War beim Debüt 2010 noch die Rede von den DOORS, fanden sich ein Jahr später auf „Done So Wrong“ auch DANZIG-Verweise in den Medien. Dies war auch mein spontaner Gedanke, als ich die ersten Akkorde des „Lowlands“-Openers „Long Gone“ zu hören bekam. Deutlich schimmern Rocksounds der Sechziger und Siebziger durch, aber auch staubiger Stoner hat Einzug in den Style der Amis gehalten, die es ebenso beim folgenden „Under Iron Feet“ zu hören gibt. Mit viel Wumms gehen die Herrschaften in die Vollen und irgendwie erwartet man bei diesem Geschepper und Gejaule keine Jungs Mitte 20 sondern gestandene Männer. „Rolling Thunder“ belehrt mit reichlich Gegniedel umgehend eines besseren und dank zauseliger Frisur und ähnlichem Bartwuchs macht das Quartett auch optisch seinen musikalischen Vorbildern alle Ehre. „Smile“ lässt sich ebenfalls nicht lang bitten und gefällt bei reduziertem Tempo mit eindringlichen Psych-Melodien und knarzenden Langäxten, bevor „Alive In Time“ einen weiteren Gang zurückschaltet und mit schnörkellosem Rock punktet, der am Ende noch einmal mit flirrenden Orgelklängen aufgemotzt wird.
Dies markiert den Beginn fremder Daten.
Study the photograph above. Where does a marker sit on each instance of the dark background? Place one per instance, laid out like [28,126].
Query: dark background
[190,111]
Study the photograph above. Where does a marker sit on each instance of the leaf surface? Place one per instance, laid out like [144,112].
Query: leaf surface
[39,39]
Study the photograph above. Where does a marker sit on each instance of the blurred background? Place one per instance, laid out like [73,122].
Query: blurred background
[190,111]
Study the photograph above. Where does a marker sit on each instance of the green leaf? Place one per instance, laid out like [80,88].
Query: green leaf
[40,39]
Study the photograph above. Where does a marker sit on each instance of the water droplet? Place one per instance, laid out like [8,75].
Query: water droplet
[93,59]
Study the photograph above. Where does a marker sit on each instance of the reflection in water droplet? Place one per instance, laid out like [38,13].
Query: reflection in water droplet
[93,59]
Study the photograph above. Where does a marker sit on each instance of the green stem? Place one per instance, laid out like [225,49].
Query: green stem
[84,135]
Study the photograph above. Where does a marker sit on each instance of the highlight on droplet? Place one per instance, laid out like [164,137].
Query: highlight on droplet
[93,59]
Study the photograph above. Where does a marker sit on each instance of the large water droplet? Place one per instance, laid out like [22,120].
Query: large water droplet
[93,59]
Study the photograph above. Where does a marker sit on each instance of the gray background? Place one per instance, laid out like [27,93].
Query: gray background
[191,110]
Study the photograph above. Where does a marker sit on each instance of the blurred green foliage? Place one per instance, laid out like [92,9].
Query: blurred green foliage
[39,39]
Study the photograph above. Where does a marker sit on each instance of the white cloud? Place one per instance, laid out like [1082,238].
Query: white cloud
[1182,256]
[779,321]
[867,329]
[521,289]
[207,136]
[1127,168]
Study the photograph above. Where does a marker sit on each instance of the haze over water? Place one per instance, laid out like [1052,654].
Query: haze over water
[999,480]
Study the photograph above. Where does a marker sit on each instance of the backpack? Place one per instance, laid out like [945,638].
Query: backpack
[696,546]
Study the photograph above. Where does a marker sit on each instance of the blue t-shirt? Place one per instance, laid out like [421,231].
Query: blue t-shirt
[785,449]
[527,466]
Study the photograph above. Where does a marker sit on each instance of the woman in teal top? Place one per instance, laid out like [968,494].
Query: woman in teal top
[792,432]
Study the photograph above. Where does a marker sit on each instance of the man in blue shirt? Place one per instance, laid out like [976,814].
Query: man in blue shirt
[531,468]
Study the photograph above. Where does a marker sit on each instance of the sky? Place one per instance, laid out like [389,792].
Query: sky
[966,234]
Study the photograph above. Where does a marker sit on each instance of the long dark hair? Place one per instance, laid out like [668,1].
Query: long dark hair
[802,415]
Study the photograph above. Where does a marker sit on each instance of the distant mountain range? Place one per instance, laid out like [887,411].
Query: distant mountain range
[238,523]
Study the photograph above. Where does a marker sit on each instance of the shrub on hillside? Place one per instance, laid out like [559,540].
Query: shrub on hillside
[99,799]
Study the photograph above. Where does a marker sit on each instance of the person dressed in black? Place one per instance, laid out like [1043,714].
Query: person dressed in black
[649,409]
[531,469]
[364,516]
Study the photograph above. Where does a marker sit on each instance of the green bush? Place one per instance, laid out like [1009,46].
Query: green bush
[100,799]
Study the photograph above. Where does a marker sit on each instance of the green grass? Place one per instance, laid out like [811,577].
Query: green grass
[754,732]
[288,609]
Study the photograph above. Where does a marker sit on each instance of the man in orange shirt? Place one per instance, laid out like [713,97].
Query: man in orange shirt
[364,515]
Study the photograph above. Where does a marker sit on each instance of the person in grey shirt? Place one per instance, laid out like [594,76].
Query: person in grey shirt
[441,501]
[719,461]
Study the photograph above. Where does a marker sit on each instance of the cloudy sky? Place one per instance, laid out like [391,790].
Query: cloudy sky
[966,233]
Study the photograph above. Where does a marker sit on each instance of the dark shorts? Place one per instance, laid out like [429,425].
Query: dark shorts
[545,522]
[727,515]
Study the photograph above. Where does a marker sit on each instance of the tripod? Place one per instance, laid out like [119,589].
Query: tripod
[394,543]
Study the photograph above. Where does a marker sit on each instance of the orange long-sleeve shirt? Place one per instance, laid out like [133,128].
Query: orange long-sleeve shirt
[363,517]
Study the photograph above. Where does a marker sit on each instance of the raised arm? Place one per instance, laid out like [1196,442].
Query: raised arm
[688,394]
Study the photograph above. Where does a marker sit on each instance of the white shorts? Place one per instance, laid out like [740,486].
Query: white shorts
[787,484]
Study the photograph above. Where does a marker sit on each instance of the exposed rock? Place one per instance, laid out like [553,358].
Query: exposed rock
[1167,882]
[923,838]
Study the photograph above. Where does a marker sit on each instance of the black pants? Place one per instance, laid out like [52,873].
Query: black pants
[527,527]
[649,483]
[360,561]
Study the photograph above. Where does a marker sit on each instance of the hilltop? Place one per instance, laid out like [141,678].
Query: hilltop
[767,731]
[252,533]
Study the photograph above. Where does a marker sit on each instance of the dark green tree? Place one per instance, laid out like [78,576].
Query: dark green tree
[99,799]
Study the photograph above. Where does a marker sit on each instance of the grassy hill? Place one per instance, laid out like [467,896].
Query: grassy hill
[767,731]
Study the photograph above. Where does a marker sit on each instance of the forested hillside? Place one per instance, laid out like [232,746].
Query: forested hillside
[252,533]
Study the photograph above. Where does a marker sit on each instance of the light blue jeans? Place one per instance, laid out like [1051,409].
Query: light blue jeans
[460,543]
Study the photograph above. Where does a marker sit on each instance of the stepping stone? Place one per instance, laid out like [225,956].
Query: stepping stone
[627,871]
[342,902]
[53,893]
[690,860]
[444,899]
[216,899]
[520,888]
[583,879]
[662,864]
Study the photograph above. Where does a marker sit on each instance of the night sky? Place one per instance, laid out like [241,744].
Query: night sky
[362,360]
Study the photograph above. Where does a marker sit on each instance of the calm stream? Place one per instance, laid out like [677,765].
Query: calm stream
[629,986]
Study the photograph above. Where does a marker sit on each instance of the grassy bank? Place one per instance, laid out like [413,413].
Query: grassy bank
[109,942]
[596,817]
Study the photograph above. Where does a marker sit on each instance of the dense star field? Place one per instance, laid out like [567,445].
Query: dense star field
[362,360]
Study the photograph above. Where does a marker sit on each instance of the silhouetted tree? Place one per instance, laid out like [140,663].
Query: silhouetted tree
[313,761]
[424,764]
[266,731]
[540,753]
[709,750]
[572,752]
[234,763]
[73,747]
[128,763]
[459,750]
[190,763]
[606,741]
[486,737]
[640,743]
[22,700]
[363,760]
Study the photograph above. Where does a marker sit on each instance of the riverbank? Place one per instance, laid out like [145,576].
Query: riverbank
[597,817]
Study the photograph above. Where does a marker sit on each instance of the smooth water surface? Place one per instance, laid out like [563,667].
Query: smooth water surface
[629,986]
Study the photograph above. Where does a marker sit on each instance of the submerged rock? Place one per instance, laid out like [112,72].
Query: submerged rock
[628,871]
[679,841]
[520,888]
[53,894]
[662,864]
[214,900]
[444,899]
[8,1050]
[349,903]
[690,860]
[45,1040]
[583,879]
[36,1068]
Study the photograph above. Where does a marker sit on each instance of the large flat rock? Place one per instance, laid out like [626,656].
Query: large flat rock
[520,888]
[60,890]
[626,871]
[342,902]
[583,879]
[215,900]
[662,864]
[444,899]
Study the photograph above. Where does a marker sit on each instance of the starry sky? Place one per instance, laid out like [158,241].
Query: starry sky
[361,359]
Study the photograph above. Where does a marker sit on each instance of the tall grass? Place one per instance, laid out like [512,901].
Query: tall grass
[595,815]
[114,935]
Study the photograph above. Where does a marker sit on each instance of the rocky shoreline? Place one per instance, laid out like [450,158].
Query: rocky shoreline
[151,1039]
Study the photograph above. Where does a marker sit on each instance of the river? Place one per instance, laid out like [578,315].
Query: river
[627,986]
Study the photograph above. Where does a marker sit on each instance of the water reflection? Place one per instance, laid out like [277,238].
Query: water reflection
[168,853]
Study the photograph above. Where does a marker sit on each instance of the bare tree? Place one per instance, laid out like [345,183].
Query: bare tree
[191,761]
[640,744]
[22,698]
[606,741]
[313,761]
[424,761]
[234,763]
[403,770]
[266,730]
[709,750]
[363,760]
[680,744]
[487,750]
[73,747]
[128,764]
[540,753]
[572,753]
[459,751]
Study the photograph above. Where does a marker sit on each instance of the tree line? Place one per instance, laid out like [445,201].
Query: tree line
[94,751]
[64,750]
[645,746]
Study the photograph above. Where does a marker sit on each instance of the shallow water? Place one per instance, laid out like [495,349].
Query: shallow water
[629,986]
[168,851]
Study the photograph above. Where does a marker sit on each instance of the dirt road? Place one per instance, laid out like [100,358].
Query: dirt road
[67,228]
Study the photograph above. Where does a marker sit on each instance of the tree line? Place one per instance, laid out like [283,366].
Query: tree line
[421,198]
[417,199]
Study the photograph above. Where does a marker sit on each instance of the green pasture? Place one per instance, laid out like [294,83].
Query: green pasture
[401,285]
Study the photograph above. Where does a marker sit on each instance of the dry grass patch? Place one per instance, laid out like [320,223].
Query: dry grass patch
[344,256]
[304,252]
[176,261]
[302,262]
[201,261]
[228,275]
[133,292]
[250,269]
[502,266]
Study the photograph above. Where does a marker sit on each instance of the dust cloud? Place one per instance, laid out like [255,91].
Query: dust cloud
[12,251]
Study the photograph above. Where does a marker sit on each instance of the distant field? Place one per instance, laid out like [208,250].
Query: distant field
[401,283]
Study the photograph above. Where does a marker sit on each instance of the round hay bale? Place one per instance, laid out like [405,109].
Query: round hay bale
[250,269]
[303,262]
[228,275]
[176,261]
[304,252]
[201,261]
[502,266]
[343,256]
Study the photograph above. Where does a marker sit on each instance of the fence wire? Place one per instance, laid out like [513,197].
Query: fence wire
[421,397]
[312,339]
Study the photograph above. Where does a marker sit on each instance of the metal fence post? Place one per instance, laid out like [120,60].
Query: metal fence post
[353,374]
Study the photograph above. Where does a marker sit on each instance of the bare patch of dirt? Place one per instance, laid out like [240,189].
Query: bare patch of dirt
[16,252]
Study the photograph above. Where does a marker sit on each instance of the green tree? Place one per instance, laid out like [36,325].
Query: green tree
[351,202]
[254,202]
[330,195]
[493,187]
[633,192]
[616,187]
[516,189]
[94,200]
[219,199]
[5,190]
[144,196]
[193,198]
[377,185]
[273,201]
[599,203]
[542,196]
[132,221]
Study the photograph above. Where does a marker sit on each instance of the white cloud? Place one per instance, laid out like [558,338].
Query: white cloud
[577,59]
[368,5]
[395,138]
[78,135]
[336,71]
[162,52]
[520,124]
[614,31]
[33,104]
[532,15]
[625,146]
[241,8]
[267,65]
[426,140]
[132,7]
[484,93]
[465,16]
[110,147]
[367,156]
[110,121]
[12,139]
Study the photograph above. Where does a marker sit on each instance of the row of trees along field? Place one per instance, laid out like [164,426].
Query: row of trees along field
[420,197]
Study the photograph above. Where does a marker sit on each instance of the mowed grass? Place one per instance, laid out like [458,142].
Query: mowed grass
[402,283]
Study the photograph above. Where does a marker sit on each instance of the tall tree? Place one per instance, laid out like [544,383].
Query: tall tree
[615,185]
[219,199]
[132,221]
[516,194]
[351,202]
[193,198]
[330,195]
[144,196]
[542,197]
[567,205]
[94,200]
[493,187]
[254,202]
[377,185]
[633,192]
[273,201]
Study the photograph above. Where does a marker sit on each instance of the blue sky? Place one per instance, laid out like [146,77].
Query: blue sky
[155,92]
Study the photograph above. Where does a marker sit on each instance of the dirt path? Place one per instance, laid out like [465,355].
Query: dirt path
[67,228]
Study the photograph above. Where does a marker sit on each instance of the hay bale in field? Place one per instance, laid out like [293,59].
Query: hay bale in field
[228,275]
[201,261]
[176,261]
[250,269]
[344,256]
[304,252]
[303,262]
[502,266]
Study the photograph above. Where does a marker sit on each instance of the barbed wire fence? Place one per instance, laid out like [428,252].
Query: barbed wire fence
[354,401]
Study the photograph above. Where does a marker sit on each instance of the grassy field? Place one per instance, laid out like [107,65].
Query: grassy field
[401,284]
Auch der Titeltrack „Lowlands“ bleibt eher getragen, weshalb bei den fliegenden Augen jedoch keineswegs am Druck gespart wird. Vielmehr kochen die vier Herren ihre Mucke zu einer schmackhaften, hoch konzentrierten Essenz ein, ehe es mit dem straighten „Eye of The Storm“ wieder nach vorn geht. In der zweiten Hälfte sind die Desert-Rock-Versatzstücke deutlich reduziert worden, stattdessen steht wieder der gute, alte Rock-Stuff der späten Sixites und frühen Seventies auf dem Programm, den man bei „Comfort Machine“ ebenso wie beim finalen „Surrender“ abermals um die Ohren gehauen bekommt.

„Lowlands“ zeichnet ein abwechslungsreicher, knackiger Sound aus, der von einer spielfreudigen Kapelle kredenzt wird. Wer sich davon live ein Bild machen möchte, bekommt von August bis September mehrfach Gelegenheit dazu, denn dann sind THE FLYING EYES auf Europa-Tour und werden auch immer wieder in unseren Gefilden zu Gast sein. Hingehen und vorher schon mal die Platte kaufen!